Tears For Fears in 1985.

Tears For Fears became huge in the 80s with their sumptuous, shadowy new wave anthems but, like many 80s stars, their popularity dried up somewhat as that decade morphed into the next. But if you can stick at it long enough then the limelight tends to comes back round, and that’s exactly what happened to the Bath-formed duo in the 21st century, as co-vocalist and bassist Curt Smith told The New Cue in 2022.

“It’s fascinating,” Smith marvelled. “These things happen that you can be out of fashion and suddenly people are sampling you and covering you and then you’re kind of hip again. But this is what happens if you stay alive and stay around long enough, you will come back into fashion at some point!

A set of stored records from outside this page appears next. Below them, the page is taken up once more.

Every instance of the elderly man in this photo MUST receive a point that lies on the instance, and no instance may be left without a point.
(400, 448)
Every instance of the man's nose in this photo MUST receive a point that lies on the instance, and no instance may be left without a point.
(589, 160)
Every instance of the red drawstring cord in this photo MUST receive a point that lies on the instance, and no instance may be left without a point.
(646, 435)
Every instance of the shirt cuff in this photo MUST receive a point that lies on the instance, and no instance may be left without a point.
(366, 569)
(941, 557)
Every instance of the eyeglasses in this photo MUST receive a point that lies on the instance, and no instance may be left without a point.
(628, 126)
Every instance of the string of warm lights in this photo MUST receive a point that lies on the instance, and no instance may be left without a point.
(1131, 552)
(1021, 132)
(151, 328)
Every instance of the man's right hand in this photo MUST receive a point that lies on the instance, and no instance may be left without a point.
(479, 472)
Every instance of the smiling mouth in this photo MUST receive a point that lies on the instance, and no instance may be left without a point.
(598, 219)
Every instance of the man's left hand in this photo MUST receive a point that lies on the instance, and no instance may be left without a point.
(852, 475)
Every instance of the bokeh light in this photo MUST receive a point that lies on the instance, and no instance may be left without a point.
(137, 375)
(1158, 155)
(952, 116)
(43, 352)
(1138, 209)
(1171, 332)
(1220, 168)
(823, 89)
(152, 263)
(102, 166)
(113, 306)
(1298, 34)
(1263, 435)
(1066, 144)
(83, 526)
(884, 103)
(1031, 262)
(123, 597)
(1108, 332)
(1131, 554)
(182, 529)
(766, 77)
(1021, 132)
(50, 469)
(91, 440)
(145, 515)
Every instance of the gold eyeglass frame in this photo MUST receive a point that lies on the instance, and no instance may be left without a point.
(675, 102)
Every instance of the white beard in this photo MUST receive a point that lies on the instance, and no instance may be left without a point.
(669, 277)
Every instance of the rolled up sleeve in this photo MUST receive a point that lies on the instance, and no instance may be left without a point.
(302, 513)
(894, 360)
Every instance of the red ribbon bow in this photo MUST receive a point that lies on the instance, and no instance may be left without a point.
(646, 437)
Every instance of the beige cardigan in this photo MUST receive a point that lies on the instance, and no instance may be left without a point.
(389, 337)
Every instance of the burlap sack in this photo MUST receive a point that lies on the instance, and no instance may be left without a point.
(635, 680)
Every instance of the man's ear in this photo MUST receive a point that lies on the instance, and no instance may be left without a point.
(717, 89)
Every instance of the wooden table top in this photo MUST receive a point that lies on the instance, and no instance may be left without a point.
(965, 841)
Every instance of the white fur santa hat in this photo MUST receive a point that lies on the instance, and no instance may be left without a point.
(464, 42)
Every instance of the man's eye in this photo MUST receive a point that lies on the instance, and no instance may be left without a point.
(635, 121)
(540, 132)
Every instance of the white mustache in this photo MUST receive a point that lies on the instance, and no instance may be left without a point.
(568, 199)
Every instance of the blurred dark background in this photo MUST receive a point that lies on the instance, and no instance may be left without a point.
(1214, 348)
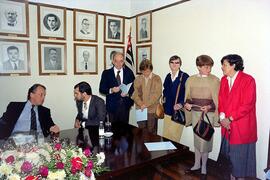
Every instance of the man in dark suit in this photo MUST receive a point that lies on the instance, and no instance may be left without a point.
(117, 103)
(91, 110)
(113, 32)
(29, 115)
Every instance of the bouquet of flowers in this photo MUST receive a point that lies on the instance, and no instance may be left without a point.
(50, 161)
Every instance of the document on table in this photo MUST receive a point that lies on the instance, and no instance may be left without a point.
(141, 115)
(125, 88)
(159, 146)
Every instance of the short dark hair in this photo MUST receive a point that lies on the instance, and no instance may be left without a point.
(84, 87)
(234, 59)
(204, 60)
(146, 64)
(33, 89)
(12, 47)
(175, 57)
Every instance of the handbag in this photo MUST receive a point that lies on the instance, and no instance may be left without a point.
(178, 116)
(159, 111)
(223, 160)
(203, 129)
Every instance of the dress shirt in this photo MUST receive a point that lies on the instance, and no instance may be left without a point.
(24, 122)
(86, 109)
(176, 75)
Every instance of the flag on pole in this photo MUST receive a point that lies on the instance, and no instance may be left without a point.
(129, 55)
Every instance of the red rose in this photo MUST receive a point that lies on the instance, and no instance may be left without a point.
(76, 163)
(10, 159)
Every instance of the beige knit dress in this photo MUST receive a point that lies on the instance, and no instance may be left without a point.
(202, 91)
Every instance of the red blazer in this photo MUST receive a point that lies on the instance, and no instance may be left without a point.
(240, 103)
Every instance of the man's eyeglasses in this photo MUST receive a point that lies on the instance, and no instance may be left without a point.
(175, 62)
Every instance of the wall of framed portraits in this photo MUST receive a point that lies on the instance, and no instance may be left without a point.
(188, 30)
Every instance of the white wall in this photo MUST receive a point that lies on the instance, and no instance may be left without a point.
(190, 29)
(218, 28)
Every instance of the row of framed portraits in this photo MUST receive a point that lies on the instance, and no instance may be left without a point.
(14, 20)
(15, 57)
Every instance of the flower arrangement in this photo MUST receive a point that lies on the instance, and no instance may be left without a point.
(50, 161)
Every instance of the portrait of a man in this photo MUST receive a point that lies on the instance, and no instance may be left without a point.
(85, 28)
(13, 63)
(51, 22)
(113, 30)
(52, 59)
(11, 17)
(143, 30)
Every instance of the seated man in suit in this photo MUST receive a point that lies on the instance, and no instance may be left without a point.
(29, 115)
(117, 103)
(91, 110)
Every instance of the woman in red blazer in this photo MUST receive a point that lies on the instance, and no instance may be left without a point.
(237, 109)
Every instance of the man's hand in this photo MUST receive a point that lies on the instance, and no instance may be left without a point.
(54, 129)
(77, 124)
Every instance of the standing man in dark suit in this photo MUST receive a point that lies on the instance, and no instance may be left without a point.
(29, 115)
(91, 110)
(117, 103)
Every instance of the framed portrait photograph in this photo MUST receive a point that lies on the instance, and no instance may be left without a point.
(143, 52)
(52, 58)
(114, 29)
(144, 28)
(51, 22)
(85, 25)
(85, 59)
(14, 18)
(108, 55)
(14, 57)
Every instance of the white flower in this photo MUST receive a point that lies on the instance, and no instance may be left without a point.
(58, 175)
(13, 177)
(5, 169)
(100, 158)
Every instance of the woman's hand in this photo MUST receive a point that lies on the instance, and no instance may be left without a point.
(188, 106)
(177, 106)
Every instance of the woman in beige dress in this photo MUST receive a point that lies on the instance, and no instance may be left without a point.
(147, 92)
(202, 96)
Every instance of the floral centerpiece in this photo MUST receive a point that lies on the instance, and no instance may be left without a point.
(50, 161)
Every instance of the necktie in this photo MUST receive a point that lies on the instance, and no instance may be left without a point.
(33, 119)
(118, 78)
(15, 66)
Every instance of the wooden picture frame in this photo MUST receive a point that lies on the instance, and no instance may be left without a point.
(144, 27)
(14, 57)
(108, 55)
(52, 58)
(143, 52)
(51, 22)
(14, 18)
(114, 29)
(85, 25)
(85, 59)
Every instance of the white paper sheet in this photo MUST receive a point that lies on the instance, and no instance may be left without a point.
(159, 146)
(141, 115)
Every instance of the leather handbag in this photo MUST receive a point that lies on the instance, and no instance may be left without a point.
(203, 129)
(160, 111)
(178, 116)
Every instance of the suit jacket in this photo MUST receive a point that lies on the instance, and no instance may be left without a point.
(12, 114)
(240, 103)
(149, 94)
(7, 65)
(49, 66)
(96, 111)
(108, 80)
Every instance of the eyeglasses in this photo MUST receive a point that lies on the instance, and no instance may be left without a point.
(175, 62)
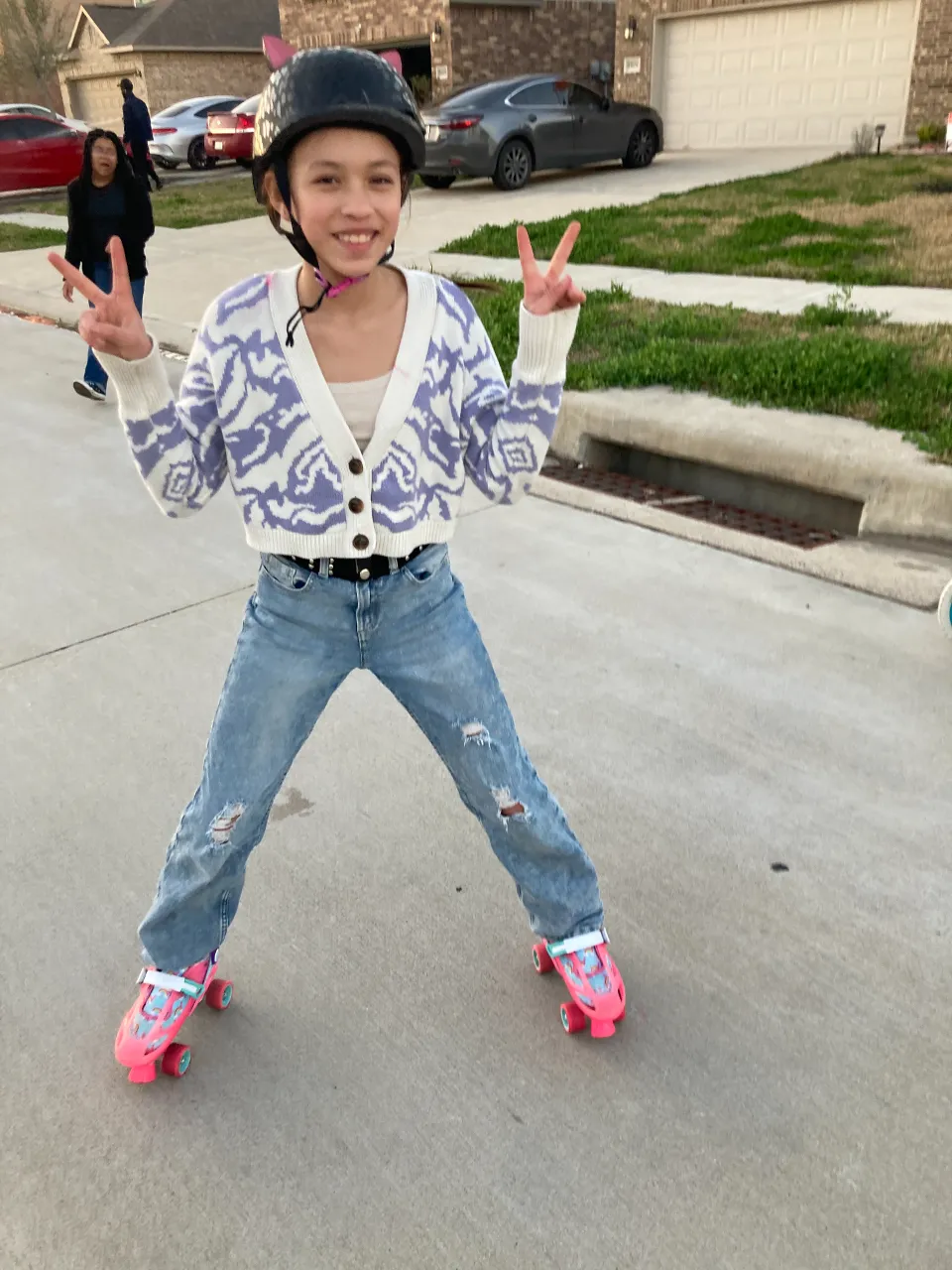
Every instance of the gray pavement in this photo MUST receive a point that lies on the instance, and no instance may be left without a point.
(391, 1086)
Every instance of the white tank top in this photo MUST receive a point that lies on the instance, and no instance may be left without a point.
(359, 404)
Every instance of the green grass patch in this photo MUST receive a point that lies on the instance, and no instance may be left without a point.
(19, 238)
(830, 358)
(207, 202)
(848, 220)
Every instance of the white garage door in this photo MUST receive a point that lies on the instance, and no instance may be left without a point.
(805, 73)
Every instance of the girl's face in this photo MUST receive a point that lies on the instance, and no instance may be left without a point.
(347, 191)
(104, 159)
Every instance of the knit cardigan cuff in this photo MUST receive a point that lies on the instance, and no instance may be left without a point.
(143, 386)
(543, 344)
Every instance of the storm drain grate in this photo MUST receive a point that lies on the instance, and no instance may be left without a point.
(694, 506)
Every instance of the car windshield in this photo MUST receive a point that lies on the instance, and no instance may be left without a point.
(24, 108)
(472, 98)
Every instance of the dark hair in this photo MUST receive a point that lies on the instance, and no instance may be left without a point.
(123, 168)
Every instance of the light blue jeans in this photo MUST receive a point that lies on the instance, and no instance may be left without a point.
(103, 278)
(301, 636)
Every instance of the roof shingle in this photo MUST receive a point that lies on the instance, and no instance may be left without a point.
(189, 23)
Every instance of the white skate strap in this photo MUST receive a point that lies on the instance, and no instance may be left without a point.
(171, 982)
(580, 942)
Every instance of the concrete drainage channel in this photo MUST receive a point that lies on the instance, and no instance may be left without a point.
(738, 500)
(816, 494)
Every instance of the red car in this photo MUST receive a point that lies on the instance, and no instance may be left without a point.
(37, 153)
(230, 136)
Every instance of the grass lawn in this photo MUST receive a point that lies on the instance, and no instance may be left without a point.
(848, 220)
(18, 238)
(830, 359)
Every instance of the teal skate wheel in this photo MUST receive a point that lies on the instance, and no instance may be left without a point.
(572, 1017)
(218, 994)
(176, 1061)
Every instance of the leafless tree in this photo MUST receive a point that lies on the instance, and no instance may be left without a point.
(33, 35)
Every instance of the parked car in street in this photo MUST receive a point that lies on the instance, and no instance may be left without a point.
(39, 153)
(178, 132)
(44, 112)
(509, 128)
(231, 136)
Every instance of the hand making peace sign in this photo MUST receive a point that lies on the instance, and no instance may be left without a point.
(546, 293)
(113, 325)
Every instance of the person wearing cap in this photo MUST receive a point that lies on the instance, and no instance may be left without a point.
(137, 132)
(348, 402)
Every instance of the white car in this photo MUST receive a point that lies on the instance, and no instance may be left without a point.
(178, 132)
(28, 108)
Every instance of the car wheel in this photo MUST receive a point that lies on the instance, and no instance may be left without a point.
(197, 158)
(643, 146)
(513, 167)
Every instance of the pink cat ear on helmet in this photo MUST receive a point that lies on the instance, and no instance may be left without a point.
(277, 51)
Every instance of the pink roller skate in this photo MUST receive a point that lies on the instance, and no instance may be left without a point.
(148, 1033)
(592, 978)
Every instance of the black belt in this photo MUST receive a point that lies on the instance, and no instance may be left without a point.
(350, 570)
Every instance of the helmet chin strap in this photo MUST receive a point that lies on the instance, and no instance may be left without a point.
(295, 235)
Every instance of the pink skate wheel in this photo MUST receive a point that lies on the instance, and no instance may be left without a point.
(218, 994)
(176, 1061)
(572, 1017)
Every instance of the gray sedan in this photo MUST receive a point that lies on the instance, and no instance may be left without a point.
(511, 128)
(178, 132)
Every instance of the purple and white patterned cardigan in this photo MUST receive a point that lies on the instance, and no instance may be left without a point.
(263, 416)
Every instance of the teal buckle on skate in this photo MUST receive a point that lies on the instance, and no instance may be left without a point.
(578, 944)
(172, 983)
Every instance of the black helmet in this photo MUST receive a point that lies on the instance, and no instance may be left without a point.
(335, 86)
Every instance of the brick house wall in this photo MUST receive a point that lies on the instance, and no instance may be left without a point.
(373, 24)
(89, 84)
(90, 81)
(468, 42)
(560, 36)
(169, 77)
(930, 87)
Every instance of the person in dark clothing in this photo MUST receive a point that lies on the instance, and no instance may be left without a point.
(137, 132)
(105, 200)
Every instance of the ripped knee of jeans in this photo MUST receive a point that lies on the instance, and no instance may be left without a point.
(508, 807)
(222, 826)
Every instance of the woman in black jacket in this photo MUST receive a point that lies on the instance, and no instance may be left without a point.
(105, 200)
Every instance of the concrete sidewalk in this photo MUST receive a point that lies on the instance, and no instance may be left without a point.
(391, 1088)
(188, 268)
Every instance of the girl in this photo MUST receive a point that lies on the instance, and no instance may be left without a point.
(105, 200)
(347, 403)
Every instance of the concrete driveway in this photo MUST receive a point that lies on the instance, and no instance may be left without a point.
(391, 1087)
(188, 268)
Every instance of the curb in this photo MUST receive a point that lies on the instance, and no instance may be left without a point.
(901, 490)
(896, 572)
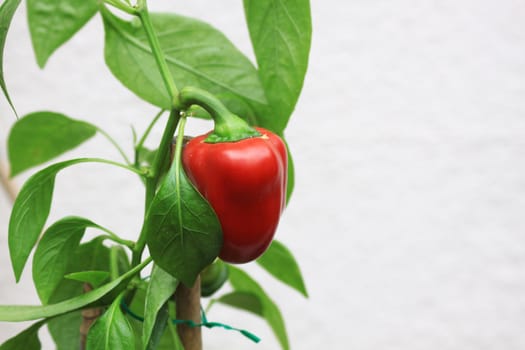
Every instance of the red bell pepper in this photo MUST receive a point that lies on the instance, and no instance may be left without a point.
(245, 183)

And clearly we might be on that sort of wave now, hopefully it continues for a little bit.”

A key element in igniting the pair’s renaissance was the cover of their song Mad World in the 2002 film Donnie Darko, with Kanye, Drake and The Weeknd sampling their music in the subsequent years, acts such as Lorde and Foals covering them and artists like The 1975, The Killers, Sam Fender and Glass Animals using their bombastic, Big Music sound as an obvious touchstone. Smith said the first time he realised the band’s music had been passed on to a new generation was looking out from the stage at a festival in the US.

“We played this festival called Bonnaroo in America, which is primarily for younger people,” he explained. “We were sort of on the stage where maybe more, as they say, ‘legacy’ or ‘heritage’ acts would play and normally that would involve a few thousand people coming and listening to you. But the place was packed and they had to open up the back and it was about 10,000 people. What was interesting was the whole front of the audience were all younger, they were all 18 to 30 I would say, they were much younger and they were all singing every lyric to the songs from The Hurting, which was never big in America... It was fascinating to watch. Then I realised 1/ it’s other bands’ influence because they’ve told this audience about us or talked to this audience about us and 2/ of course, it makes sense - we were that age when we wrote that record so they identify with the lyrical content, they identify with what we were talking about. Now what’s really gratifying is now our audience is far more mixed.”

The wave of new interest in the band prompted a creative reawakening for Smith and bandmate Roland Orzabal, who released The Tipping Point, their first new album in 18 years, in 2022.